Foto: NU Online |
Demikian disampaikan aktivis Gusdurian Savic Ali pada diskusi terbatas yang bertema Optimalisasi Peran dan Sinergi Antarpemangku Kepentingan dalam Penanganan Ujaran Kebencian di Hotel Aryaduta Jakarta, Kamis (15/3) siang.
“Internet ini memang ruang terbuka. Kalau ada yang melakukan hate speech, lihat saja ideologinya.

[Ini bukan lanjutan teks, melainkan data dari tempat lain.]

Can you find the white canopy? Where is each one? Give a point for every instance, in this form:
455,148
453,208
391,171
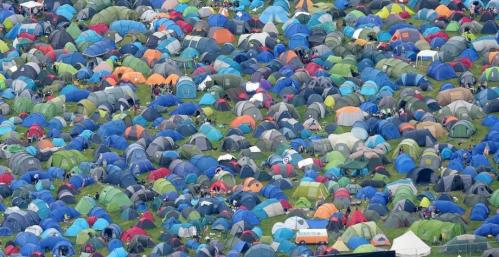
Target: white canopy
31,4
410,245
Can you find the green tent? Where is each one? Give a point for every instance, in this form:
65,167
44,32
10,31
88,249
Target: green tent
395,67
404,192
334,159
162,186
410,147
98,5
114,199
491,74
466,243
311,191
494,198
113,13
302,203
85,107
137,65
65,68
3,47
366,248
366,230
453,26
23,104
84,236
226,177
73,30
462,129
435,231
85,204
343,70
49,110
66,159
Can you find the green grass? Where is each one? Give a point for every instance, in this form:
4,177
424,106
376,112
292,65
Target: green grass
223,120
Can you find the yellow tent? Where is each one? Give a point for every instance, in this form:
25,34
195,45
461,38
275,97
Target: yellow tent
329,102
393,9
340,246
425,203
3,47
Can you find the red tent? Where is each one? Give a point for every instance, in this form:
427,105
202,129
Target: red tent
128,234
219,186
6,178
100,28
356,217
35,131
158,173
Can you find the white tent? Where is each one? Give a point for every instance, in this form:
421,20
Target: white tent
410,245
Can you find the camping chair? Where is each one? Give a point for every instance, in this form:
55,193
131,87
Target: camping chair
427,54
32,8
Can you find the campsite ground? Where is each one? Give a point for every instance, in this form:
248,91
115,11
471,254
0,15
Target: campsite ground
223,120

Afiliasi ideologi bisa menjelaskan juga kenapa seseorang melontarkan ujaran kebencian,” kata Savic dalam diskusi terbatas yang diikuti sedikitnya 30 peserta.
Savic Ali menambahkan bahwa pertarungan politik menyumbang besar angka penyebaran hoaks dan ujaran kebencian. Bahkan pelintiran kebencian juga digunakan oleh para elit politik untuk menjatuhkan lawannya.
“Kita bisa mengedukasi masyarakat. Tetapi kalau elit politiknya belum selesai, kita akan selalu kerepotan. Ini efek rivalitas politik,” kata Savic.
Indonesia, kata Savic, lebih baik dari Amerika. Indonesia bahkan jauh lebih baik daripada negara-negara dengan penduduk Muslim lainnya. Rivalitas politik di Amerika bisa memproduksi hoaks dan hate speech luar biasa.
“Parahnya hoaks dan ujaran kebencian bisa mengantarkan seseorang menjadi Presiden Amerika yang sebenarnya bertentangan dengan American values (nilai-nilai demokrasi Amerika),” kata Savic.
Sedangkan faktor lain adalah motif ekonomi. Banyak media yang tidak memiliki reporter. Mereka hanya mempunyai dua atau tiga redaktur. Mereka ambil bahan berita dari sana-sini. Tapi produksi hoaks dan ujaran kebencian yang mereka produksi sangat menghasilkan. Hoaks, kata Savic, tidak selalu mengandung ujaran kebencian. Demikian juga sebaliknya.
Adapun terkait pasukan siber yang mengatasnamakan agama, ia tidak berkeberatan. Menurutnya, dalam koridor demokrasi keberadaan pasukan siber masih bisa dibenarkan.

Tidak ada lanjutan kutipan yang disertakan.